Continually turning to this tired and dangerous idea is troubling because the drug supply chain is rife with inefficiencies that if addressed, would meaningfully improve patients’ access to affordable drugs. Reforms to the obscure 340B drug pricing program exemplify the potential benefits.
The 340B dug discount program requires drug manufacturers to sell their medicines to covered entities at steep discounts often in excess of 50%. These lower prices are supposed to help vulnerable populations receive more affordable healthcare and have access to their needed medicines.
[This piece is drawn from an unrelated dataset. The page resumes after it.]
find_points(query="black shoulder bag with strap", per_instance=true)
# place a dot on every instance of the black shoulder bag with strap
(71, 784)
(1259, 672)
To ensure compliance, Medicaid will not cover the drugs from any manufacturer that refuses to participate, creating an offer that manufacturers cannot refuse.
Improving vulnerable populations’ access to medicines is clearly important. And the size and scope of the program has exploded. As Drug Channels noted, “discounted 340B purchases were at least $29.9 billion in 2019,” which are up 23% from 2018 and nearly triple the size of the program back in 2014. Thanks to this extraordinary growth, “the 340B program has grown to account for more than 8% of the total U.S. drug market and about 16% of the total rebates and discounts that manufacturers provide.”
Simply because the sales volume of 340B drugs is experiencing extraordinary growth does not mean that the program is achieving its purpose, and there is mounting evidence it is not. By attempting to help vulnerable patient populations in such an overly complicated manner, the 340B program creates inefficiencies throughout the broader healthcare system.
These include vulnerable patients not receiving any of the price savings, the abuse of the 340B program by covered entities, increased incentives to prescribe more expensive medicines, a shifting of drug costs on to non 340B patients, and an unwarranted consolidation of medical practices. Due to these inefficiencies, the 340B program worsens the quality of the overall health care system.
In its examination of the program, the Government Accountability Office (GAO) found that the program’s oversight does “not provide reasonable assurance that participating nongovernmental hospitals meet eligibility requirements.”
A study I just completed on the 340B program confirms the GAO’s concerns are well founded. Based on hospital data maintained by the Centers for Medicare and Medicaid Services (CMS), 340B hospitals devoted fewer resources toward charity care than the average hospital. Specifically, while the average hospital devoted 2.0% of their net patient revenues toward charitable care, 340B hospitals devoted a smaller 1.7%. This result directly contradicts the program’s purpose.
Perhaps just as troubling, a program designed to help vulnerable populations has morphed into a subsidy that is bolstering hospital’s bottom lines. The net income (or excess of revenues over costs for non-profit hospitals) was 37% larger for 340B hospitals compared to the average hospital.
While expanding healthcare services to vulnerable populations is a laudable goal, the 340B program fails to serve this purpose. Instead, the program has become an unwarranted subsidy for many large hospitals. And, while there are many policy disincentives that are unjustifiably harming hospitals’ financial viability, the purpose of 340B is not to compensate for these costs. It is past time to reform 340B.
These reforms should require that 340B healthcare providers and hospital systems serve the intended low-income populations, ensure that patients directly benefit from the financial discounts when receiving their medications, and restrict the scale and scope of the contract pharmacy program.
Unlike the lumbering proposals to impose price controls without an understanding of the current healthcare system’s dynamics, reforming 340B directly addresses inefficiencies that harm patients. Replicating this approach across the drug supply chain is the surest way to eliminate the actual obstructions harming patients, increase drug affordability, promote innovation, and improve patient welfare.